As a politician who personally experienced communist central planning of all kinds of human activities, I feel obliged to bring back the already forgotten arguments used in the famous plan versus market debate in the 1930s in economic theory (between Mises and Hasyek on the one side and Lange and Lerner on the other), the arguments we have been using for decades - till the moment of the fall of communism. Then they were quickly forgotten. The innocence with which the climate alarmists and their fellow travelers in politics and mediia now present and justify their ambitions to mastermind human society belongs to the same “fatal conceit.” To my great despair, this is not sufficiently challenged neither in the field of social sciences, nor in the field of climatology. Especially the social sciences are suspicously silent.

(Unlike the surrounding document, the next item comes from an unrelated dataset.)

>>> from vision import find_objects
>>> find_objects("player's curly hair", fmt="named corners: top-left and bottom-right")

We have to restart the discussion about the very nature of government and about the relationship between the individual and society. Now it concerns the whole mankind, not just the citizens of one particular country. To discuss this means to look at the canonically structured theoretical discussion about socialism (or communism) and to learn an uncompromising lesson from the inevitable collapse of communism 18 years ago. It is not about climatology. It is about freedom. This should be the main message of our conference.”

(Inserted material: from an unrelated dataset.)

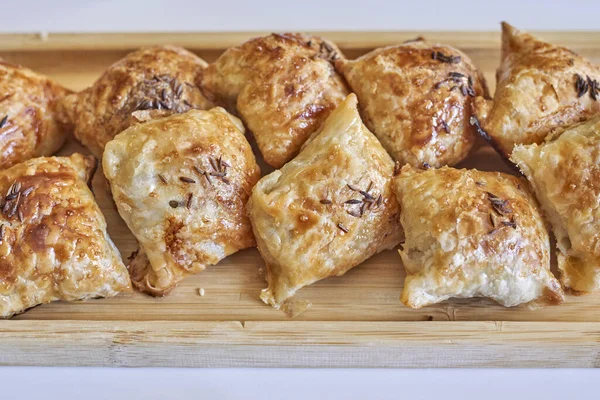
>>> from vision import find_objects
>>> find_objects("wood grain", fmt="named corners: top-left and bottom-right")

Icecap Note: The attendees left the conference with renewed vigor and enthusiam and many new contacts and ideas. Many told of countless others who wanted to join them but could not get time off from their jobs, could not afford the trip to New York City, or feared their attendance might affect their employment, a sad state of affairs. As I have noted this is not the sum total of the Climate Realists but the tip of the iceberg of what is very likely a silent majority of scientists in climatology, meteorology and allied sciences who do not endorse what is said to be the consensus position. There was a variety of opinions as there should be in science and all were tolerated. There was no group think or stagnant thinking as we find at other so called Climate Conferences. We thank the Heartland and the many other co-sponsors for their efforts in making this possible and so successful.